Feel free to contact us for more information. We eagerly look forward to working with you and contributing towards making data accessible to all.

riyabelle25 · February 3, 2021, 7:16pm

Hey there! I’m Riya Elizabeth John, a sophomore from IIT Roorkee, India.
I have a strong interest in this domain and am part of the Vision and Language Group(DL research group) of my institute.
Thrilled to see the ideas released by DBpedia this year, I’ll get started on the reading material ASAP. Really excited to work with you guys!

tsoru · February 5, 2021, 5:03pm

Hi @riyabelle25 and welcome!

Glad to see you interested in this project.

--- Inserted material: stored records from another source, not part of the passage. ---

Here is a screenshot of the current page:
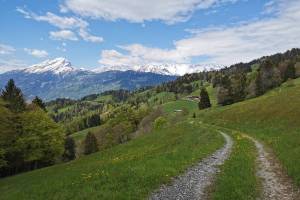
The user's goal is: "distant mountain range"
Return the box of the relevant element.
[0,58,177,101]
[0,58,221,100]
[93,64,223,76]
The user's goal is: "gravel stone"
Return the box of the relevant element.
[149,132,233,200]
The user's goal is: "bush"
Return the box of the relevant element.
[154,117,168,129]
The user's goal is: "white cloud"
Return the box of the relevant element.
[0,44,16,55]
[99,1,300,65]
[17,8,88,29]
[61,0,237,23]
[17,6,103,42]
[50,30,78,41]
[0,58,25,73]
[78,29,103,42]
[24,48,48,58]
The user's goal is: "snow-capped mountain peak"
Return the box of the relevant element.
[24,58,76,74]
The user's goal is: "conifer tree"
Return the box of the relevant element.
[63,137,76,160]
[1,79,26,113]
[32,96,47,112]
[84,132,99,155]
[198,87,211,109]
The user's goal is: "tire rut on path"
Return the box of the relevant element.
[149,132,233,200]
[245,135,300,200]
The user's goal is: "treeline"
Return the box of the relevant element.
[156,49,300,105]
[81,89,131,102]
[211,49,300,105]
[0,80,65,177]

siddhantjain07 · February 16, 2021, 4:43am

Hello, @tsoru @panchbhai1969.
I am Siddhant Jain, a pre-final year student from Pune. The overall concept of the project and looking at previous blogs it seems really intuitive and interesting.
Have been going through the references, feels positive
Hoping to have a steep learning curve this summer.

tsoru · February 19, 2021, 10:53am

Welcome, @siddhantjain07, and thank you for your interest in the project.

saarahasad · March 10, 2021, 12:07am

@tsoru @panchbhai1969
Hello everyone! I’m Saarah (website) from India currently doing a Masters of Technology in Computer Science at MSRIT, India. I’m excited and look forward to contributing and being valuable to DBpedia.

I have looked through the details and references of the project mentioned here. I’ve been working on the warm up tasks and was able to run some examples as well.

A few follow up questions I had to confirm my understanding:

The end goal of working on problem 1 is to refine the training/test data?
Problem 2 is focused on futhering the work done by @panchbhai1969 here https://anandpanchbhai.com/A-Neural-QA-Model-for-DBpedia/WeekSix to generate NL query and SPARQL query templates with new techniques?

Have a great day!

tsoru · March 11, 2021, 2:38pm

Hi @saarahasad, welcome to the Forum!

Yes, to refine it, augment it, and expand its question coverage.

Anand created templates using a rule-based algorithm, whereas Zheyuan exploited transformers to make the questions sound more natural. Based on this, we want the candidates to explain how they would solve the problem building on work that has been already done.

saarahasad · March 11, 2021, 4:40pm

Alright, will work towards that. Thank you!

tsoru · March 27, 2021, 9:58pm

To @riyabelle25 @siddhantjain07 @saarahasad and everyone else interested in the project.

On the 29th of March, the Google Summer of Code website will open the submission window for your proposals, which will remain open until the 13th of April.

Please draft a Google Doc on the lines of this example of an excellent proposal and share it in editor mode with me (mommi84 at gmail dot com). The other co-mentors and I will try and help you prepare your project proposal.

Important: Please mind that the number of total project hours have changed from 300 to 175. We do not expect your project to be as extensive as in the previous editions.

tsoru · April 5, 2021, 2:09pm

An update for @riyabelle25 @siddhantjain07 @saarahasad and everyone else interested in the project.

As of today, we have received ZERO submissions for this project, therefore there is still plenty of chances for you to get accepted in this year’s Summer of Code.

You have a little more than a week to submit your proposals. Please send your draft to me as soon as possible, so that we can give you my feedback before the deadline.

rishavmishrarm · April 5, 2021, 3:22pm

Hello, @tsoru @panchbhai1969.
I am Rishav Mishra, a pre-final year student from SRM University. The overall concept of the project is pretty interesting and I have worked on some projects.
I have gone through some of its techniques and found them very much Interesting
Hoping to get lucky to work on this project.

tsoru · April 6, 2021, 10:26am

Hi @rishavmishrarm and thanks for your interest in the project.

saarahasad · April 8, 2021, 4:17am

@tsoru Hi! I’ve been working on this for a while. Couldn’t send in my proposal draft because I fell extremely ill and just recovered. Will send in my draft by today. Thank you

tsoru · April 8, 2021, 6:34pm

No worries, @saarahasad! I hope you will be able to share your draft on time. Take care!